# Jena Climate – Single‑Step Temperature Forecasting with LSTM
This notebook builds an LSTM model that predicts the temperature 1 hour ahead (i.e. 6 time‑steps) based on past climate sensor readings recorded at the Max Planck Institute for Biogeochemistry in Jena.

## 1. Imports & Download

In [1]:
import tensorflow as tf
import pandas as pd
import numpy as np
import keras, pathlib, urllib, zipfile

2025-04-27 11:29:20.166623: I tensorflow/core/util/port.cc:153] oneDNN custom operations are on. You may see slightly different numerical results due to floating-point round-off errors from different computation orders. To turn them off, set the environment variable `TF_ENABLE_ONEDNN_OPTS=0`.
2025-04-27 11:29:20.167095: I external/local_xla/xla/tsl/cuda/cudart_stub.cc:32] Could not find cuda drivers on your machine, GPU will not be used.
2025-04-27 11:29:20.169872: I external/local_xla/xla/tsl/cuda/cudart_stub.cc:32] Could not find cuda drivers on your machine, GPU will not be used.
2025-04-27 11:29:20.178014: E external/local_xla/xla/stream_executor/cuda/cuda_fft.cc:467] Unable to register cuFFT factory: Attempting to register factory for plugin cuFFT when one has already been registered
E0000 00:00:1745753360.189505    9646 cuda_dnn.cc:8579] Unable to register cuDNN factory: Attempting to register factory for plugin cuDNN when one has already been registered
E0000 00:00:1745753360.19

## 2. Retrieve dataset

In [None]:
data_dir  = pathlib.Path("data/jena_climate")
data_dir.mkdir(exist_ok=True)
csv_path  = data_dir / "jena_climate_2009_2016.csv"
zip_path  = data_dir / "jena_climate_2009_2016.csv.zip"

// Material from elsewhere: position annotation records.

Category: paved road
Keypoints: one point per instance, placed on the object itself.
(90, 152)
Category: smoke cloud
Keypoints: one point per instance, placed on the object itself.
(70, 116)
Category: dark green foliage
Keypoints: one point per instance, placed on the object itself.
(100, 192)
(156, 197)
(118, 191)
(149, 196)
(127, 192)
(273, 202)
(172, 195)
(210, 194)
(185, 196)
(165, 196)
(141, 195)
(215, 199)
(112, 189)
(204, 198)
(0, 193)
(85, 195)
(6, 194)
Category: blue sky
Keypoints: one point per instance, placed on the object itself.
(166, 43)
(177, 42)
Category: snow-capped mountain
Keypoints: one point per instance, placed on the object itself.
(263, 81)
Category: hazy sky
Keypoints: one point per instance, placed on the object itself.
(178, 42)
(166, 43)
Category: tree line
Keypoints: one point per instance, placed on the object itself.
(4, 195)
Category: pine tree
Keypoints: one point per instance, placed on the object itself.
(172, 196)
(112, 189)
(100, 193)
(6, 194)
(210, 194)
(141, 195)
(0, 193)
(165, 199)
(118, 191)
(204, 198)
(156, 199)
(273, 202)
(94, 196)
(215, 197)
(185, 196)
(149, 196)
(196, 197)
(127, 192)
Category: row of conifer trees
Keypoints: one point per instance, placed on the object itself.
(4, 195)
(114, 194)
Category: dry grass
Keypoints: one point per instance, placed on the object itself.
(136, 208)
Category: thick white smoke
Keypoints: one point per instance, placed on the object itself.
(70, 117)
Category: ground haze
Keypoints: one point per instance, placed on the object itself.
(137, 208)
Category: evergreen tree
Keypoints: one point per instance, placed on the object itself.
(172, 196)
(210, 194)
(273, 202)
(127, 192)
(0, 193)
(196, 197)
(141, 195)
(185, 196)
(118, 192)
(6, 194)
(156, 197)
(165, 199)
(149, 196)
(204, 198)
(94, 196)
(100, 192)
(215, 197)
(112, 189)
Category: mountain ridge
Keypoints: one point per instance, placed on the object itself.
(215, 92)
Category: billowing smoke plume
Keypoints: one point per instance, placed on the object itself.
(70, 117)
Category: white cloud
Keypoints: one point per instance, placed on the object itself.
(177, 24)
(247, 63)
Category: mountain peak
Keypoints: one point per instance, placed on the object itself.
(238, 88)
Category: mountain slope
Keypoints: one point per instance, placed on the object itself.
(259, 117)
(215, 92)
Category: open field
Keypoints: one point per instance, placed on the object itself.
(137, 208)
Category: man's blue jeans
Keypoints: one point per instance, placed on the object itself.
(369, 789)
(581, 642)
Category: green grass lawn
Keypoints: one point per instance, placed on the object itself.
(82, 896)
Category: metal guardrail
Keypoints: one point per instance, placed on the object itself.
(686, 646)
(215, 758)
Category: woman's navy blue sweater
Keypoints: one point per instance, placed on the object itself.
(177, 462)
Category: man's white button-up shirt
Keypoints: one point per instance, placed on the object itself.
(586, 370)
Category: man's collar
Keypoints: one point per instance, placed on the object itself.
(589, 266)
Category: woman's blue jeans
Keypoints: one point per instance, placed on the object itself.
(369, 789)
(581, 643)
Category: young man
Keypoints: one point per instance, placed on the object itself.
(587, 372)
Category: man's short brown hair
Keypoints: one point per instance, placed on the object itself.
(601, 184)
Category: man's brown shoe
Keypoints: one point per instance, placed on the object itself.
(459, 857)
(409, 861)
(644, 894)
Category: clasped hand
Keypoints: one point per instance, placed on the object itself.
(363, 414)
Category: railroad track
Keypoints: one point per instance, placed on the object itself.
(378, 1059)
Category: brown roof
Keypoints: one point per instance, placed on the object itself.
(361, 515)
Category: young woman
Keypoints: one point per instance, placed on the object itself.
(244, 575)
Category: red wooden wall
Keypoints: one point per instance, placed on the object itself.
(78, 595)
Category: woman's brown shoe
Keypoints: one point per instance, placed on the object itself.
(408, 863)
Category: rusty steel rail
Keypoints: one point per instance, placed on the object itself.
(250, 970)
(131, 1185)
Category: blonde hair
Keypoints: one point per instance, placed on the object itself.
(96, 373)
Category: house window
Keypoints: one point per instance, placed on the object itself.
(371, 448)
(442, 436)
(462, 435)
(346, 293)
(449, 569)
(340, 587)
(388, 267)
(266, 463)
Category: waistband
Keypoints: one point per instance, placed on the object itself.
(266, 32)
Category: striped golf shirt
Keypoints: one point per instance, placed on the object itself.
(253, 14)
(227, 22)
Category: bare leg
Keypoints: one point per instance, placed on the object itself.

# file download if not csv_path.exists():
if not csv_path.exists():
    if not zip_path.exists():
        url = "https://storage.googleapis.com/tensorflow/tf-keras-datasets/jena_climate_2009_2016.csv.zip"
        print("Downloading Jena Climate dataset …")
        keras.utils.get_file(origin=url, fname=zip_path.name, cache_dir=".", cache_subdir=str(data_dir))
    print("Extracting", zip_path)
    with zipfile.ZipFile(zip_path, "r") as zf:
        zf.extractall(data_dir)
    zip_path.unlink()

# CSV load
df = pd.read_csv(csv_path)
df = df.drop(columns=["Date Time"])
print("Loaded:", csv_path, "→ shape:", df.shape)


Loaded: jena_climate/jena_climate_2009_2016.csv → shape: (420551, 14)


## 3. Normalise

In [3]:
n = len(df)
train_df = df.iloc[:int(n*0.7)]
stats = train_df.describe().transpose()

eps = 1e-6
stats['std'] = stats['std'].replace(0, eps)   # avoid div by zero
df_norm = (df - stats['mean']) / stats['std']

# sanity check
values = df_norm.to_numpy(dtype=np.float32)   # ← dtype 강제
assert np.isfinite(values).all(), "NaN/Inf present after normalisation!"

## 4. Build windowed datasets

In [4]:
past_len, future_len = 72, 6
batch_size = 256

def make_ds(data):
    ds = tf.keras.preprocessing.timeseries_dataset_from_array(
        data=data,
        targets=data[:,0],
        sequence_length=past_len + future_len,
        sequence_stride=1,
        shuffle=True,
        batch_size=batch_size
    )
    ds = ds.map(lambda x,y:(x[:,:past_len,:],
                            tf.expand_dims(x[:,past_len+future_len-1,0],-1)))
    return ds

train_ds = make_ds(values[:int(n*0.7)])
val_ds   = make_ds(values[int(n*0.7):int(n*0.9)])
test_ds  = make_ds(values[int(n*0.9):])

# check one batch
bx, by = next(iter(train_ds))
tf.debugging.assert_all_finite(bx,"bad bx")
tf.debugging.assert_all_finite(by,"bad by")
print("Batch OK:", bx.shape, by.shape)


2025-04-27 11:29:22.728170: E external/local_xla/xla/stream_executor/cuda/cuda_platform.cc:51] failed call to cuInit: INTERNAL: CUDA error: Failed call to cuInit: UNKNOWN ERROR (303)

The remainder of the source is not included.